Blog commenters maintain their integrity (and credibility) by selecting an aspect of a post on which to lavish praise.  This specificity is also what gives a comment its worth.  When someone picks something in one of my posts to either compliment or to expand on, I feel read.

Feeling read is one of the best things about writing.  If you ask a writer how she came to see herself as a writer, she will probably tell you a story or two about some of the first times her words got to other people.  Maybe she published a poem in an elementary school anthology.  Maybe a class put on a play she wrote.  One way or another, she felt read.

Site stats already confirm to my students that their blogs command a higher readership than they could probably expect from taping their work onto our classroom walls.  I remind students that anyone on the planet with Internet access can read our posts.  I explain search engine dynamics.  I tell how more words and more time means more hits and more links and maybe more readers.

But not more commenters.  We blog as a gated community.  Everyone can see us, but only my seventy honors students can comment on posts there.  (I have fifty-five other students, but for various reasons it would drain the life out of me to have all of my students blogging.)  The site’s gate keeps out possible predators as well as commenters who may not wish to play by our rules.  But the site’s exclusivity also gives the students another way to experience the writing community that they’ve begun face to face in class.  Internet safety, then, dovetails with my vision of bringing our experience as a writers’ community online.

I hope that people outside the class will be drawn to something fairly unique: a self-contained community of online writers.  I hope also that readers will be drawn to the writing itself.

Of course, there’s no hiding that it’s ninth grade writing.  I don’t want to advertise the writers’ age or make the site look like a school site, though.  How could you feel like a real writer if you were writing on a school site?  You’d feel like you were on training wheels as the “real” Internet streaked by you on those bikes with the skinny, street tires.

I have discovered that high school students don’t go out of their way to write on “school” sites.  According to the results of my written survey, a majority of my current students have a social network page (e.g., My Space or Facebook), a YouTube account, or a blog.  Moving from such user-centered environments to an institution-centered one is comparable to returning to dial-up after a few months of high-speed.  I’m not trying to compete with Facebook, but I’m not going to needlessly repel students, either.

But Ajax is needlessly getting as attached to the site as any of his more enthusiastic students have.  He’s growing addicted to his students’ specific, positive feedback.  Perhaps he has become a king who has surrounded himself with sycophants.

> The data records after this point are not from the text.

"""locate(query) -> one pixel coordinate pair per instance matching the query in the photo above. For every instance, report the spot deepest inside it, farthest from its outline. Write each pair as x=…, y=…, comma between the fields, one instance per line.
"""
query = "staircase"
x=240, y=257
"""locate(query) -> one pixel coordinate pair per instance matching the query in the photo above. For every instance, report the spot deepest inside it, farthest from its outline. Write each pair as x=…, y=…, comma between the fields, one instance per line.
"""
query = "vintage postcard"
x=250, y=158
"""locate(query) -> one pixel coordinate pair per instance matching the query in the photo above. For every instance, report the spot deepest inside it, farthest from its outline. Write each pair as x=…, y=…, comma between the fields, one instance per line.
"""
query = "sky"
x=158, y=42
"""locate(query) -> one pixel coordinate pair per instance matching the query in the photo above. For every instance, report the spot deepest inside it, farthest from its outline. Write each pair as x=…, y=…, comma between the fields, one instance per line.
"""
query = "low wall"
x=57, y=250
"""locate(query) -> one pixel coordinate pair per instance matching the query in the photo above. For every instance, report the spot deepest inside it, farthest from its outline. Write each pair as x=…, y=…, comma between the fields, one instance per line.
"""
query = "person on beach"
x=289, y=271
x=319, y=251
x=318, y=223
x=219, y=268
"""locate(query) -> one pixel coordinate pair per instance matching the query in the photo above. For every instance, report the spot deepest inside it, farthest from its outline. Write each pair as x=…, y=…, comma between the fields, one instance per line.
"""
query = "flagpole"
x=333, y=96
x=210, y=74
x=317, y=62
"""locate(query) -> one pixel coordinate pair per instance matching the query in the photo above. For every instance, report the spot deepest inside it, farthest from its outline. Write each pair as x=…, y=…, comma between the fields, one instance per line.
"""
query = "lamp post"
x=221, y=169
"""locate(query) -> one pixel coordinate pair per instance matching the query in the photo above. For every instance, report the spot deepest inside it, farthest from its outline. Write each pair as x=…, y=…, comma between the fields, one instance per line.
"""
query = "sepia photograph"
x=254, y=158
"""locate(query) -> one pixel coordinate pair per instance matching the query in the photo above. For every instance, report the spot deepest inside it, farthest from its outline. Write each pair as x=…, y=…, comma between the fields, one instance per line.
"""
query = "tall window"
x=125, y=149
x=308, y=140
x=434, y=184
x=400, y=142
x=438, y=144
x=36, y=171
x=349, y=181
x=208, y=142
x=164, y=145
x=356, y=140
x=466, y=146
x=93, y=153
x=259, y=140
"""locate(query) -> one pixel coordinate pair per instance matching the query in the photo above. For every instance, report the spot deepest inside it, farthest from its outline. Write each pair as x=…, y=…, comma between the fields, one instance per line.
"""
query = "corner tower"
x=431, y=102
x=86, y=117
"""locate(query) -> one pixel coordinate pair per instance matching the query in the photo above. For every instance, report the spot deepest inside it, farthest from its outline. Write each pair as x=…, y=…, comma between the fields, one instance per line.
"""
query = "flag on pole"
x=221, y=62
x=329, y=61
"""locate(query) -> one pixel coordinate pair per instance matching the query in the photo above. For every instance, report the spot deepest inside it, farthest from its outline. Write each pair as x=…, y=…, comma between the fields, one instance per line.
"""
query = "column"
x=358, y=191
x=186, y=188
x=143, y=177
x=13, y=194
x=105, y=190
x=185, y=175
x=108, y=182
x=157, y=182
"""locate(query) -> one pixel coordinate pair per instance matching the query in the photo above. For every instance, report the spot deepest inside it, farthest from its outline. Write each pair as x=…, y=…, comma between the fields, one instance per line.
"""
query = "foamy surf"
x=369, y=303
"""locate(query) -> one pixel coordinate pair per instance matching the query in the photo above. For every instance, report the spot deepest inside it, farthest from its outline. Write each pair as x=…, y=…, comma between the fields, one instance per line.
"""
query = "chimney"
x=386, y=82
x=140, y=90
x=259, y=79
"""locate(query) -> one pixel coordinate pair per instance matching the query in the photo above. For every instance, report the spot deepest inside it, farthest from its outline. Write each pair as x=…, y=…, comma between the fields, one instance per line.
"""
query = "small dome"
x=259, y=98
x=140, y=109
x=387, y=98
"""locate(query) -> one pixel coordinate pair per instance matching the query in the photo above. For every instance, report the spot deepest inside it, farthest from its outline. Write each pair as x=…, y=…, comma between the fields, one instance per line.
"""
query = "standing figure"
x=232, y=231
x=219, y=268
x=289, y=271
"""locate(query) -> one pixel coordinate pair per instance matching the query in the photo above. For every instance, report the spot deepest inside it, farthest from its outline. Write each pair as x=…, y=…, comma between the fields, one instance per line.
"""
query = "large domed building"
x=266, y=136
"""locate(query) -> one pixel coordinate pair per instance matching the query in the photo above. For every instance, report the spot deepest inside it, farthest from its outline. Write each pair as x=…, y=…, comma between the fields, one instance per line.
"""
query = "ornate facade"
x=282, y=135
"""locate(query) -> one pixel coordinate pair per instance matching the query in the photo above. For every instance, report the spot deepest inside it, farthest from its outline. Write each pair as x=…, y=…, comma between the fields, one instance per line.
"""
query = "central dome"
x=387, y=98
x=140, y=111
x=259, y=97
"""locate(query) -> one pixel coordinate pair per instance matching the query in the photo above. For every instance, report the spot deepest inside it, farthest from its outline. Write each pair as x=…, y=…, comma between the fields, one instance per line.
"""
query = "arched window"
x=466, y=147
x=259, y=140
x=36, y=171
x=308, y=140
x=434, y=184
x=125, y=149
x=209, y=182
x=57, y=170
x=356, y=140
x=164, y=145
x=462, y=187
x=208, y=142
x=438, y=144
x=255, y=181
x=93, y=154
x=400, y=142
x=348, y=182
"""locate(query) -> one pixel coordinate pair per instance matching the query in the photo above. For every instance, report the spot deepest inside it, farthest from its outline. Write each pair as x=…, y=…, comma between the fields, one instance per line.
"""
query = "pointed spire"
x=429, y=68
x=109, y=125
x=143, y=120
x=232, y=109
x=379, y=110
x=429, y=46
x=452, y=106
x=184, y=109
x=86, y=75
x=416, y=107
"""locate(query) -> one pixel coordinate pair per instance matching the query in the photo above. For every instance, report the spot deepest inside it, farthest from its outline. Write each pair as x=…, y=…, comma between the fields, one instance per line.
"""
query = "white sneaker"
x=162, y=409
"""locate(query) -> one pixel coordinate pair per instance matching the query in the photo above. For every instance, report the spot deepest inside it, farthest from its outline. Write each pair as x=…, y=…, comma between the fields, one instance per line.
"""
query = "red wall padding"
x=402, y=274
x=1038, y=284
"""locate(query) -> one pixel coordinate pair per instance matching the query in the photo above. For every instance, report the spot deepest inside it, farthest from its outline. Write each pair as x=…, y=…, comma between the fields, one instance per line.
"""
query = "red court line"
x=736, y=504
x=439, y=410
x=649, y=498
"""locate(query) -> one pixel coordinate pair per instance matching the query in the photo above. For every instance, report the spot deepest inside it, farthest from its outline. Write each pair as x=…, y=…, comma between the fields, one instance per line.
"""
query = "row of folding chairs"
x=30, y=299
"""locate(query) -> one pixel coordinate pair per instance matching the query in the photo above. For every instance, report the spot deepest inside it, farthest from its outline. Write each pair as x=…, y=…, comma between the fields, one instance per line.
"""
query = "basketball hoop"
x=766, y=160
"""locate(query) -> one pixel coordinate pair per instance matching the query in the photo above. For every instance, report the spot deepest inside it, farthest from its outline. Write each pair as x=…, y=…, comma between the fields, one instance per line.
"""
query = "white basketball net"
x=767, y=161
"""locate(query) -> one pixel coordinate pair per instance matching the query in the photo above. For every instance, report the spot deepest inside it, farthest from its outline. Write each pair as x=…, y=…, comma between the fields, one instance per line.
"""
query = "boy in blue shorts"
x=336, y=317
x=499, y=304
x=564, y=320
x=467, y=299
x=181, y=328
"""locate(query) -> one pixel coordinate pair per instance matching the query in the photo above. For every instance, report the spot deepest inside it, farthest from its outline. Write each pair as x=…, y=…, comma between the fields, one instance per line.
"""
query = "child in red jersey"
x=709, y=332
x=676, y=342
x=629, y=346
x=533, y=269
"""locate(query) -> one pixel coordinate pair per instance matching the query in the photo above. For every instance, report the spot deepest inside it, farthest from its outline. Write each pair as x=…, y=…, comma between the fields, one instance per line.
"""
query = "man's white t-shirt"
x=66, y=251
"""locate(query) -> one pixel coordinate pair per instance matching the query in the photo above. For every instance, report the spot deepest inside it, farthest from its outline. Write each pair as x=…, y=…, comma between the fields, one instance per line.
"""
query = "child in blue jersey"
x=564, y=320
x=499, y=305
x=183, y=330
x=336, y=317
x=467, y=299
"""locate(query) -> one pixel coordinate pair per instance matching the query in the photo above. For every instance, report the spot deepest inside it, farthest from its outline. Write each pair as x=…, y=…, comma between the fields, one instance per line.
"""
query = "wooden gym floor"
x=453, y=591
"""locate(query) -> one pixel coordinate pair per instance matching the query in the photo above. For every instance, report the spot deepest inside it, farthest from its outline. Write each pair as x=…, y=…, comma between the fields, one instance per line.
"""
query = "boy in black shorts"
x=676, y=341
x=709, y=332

If I really wanted flattery, though, I reckon I’d teach another grade.  Consider the corrosive effect third grade is having on my wife: three months into the year, and she’s living for her kids’ unreserved adoration.  She’ll wear a favorite outfit to school, throw out her arms and say, “Is Mrs. S*** cute, or what?!”  Some boys groan, but the girls smile and nod.  The classroom has become a sickness, a collective mirror, mirror on the wall.

Ninth graders have a fundamentally different relationship with their teachers than third graders do with theirs.  And maybe the kind words – both on this blog and that one – aren’t so needless.  My wife can have her mirror.  I’m allowed a little Ajax.